Since then, over the past week, Isaac has damaged over 13,000 homes in Louisiana alone and caused power outages in almost one-million homes throughout the south and heartland of the country according to Weather.com
Tragically, the storm has also claimed two lives in its wake.
States from Florida to Illinois have felt some effect of the storm since it touched down as a category one hurricane in New Orleans on Aug. 28, but was soon reduced to a tropical storm.
Major flooding and strong winds ripped through the gulf coast and have many rebuilding everything that they have lost.
Before landfall, Isaac was forecasted to hit the Florida panhandle and work its way to Valdosta during the storm’s height.
Valdosta is no stranger to extreme flooding and rain. In 2009, the city experienced a momentous flood that caused millions in damages and repairs and also forced Former Gov. Sonny Purdue to call for a State of Emergency in the state of Georgia.
“I remember when that flood hit the city,” said VSU Grad Sarah Evans who now works in Valdosta at a local restaurant. “It was pure chaos. Everyone had no internet so no one knew what was going on or happening in town for a few days and everyone panicked.”
Areas around Gornto Road and Jerry Jones Drive were hit the hardest back in 2009 receiving substantial downpours that forced some people to resort to boats for transportation.
The YMCA and areas surrounding it on Jerry Jones Drive were especially bad.
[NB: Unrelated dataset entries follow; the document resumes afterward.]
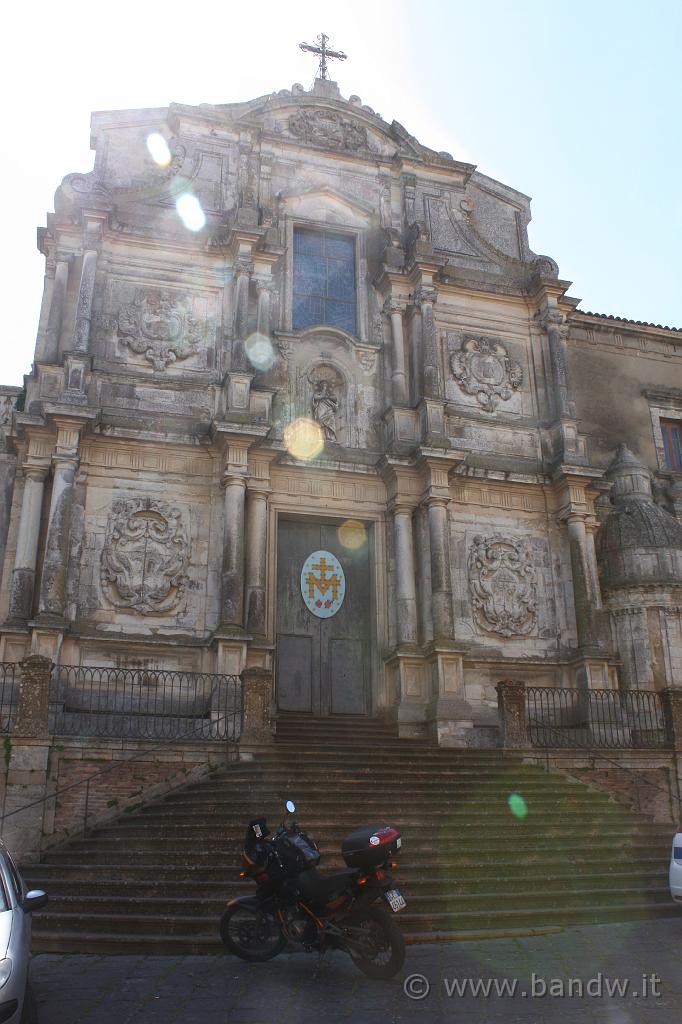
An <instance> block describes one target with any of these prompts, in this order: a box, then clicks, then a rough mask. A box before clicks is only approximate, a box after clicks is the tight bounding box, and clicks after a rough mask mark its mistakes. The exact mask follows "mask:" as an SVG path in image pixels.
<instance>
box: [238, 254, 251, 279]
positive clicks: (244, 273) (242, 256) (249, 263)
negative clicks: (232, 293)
mask: <svg viewBox="0 0 682 1024" xmlns="http://www.w3.org/2000/svg"><path fill="white" fill-rule="evenodd" d="M254 268H255V264H254V262H253V260H252V259H251V257H250V256H244V255H240V256H238V257H237V259H236V260H235V273H236V274H237V276H238V278H243V276H247V278H250V276H251V274H252V273H253V272H254Z"/></svg>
The YMCA Director had no comment about whether the place had adopted new safety or evacuation methods for tropical storms or major floods since the flood in 2009.
“I hope the YMCA has made some changes,” said Marie Strickland, 42, as she left the YMCA from picking her son up. “I would never want my family to be caught in that type of devastation and when I heard Hurricane Isaac was on the way I prayed it would miss the town and it did.”
Tropical Depression Isaac is currently at a standstill sending rain throughout the Midwest and the eye, though decreasing, is close to the city of Chicago.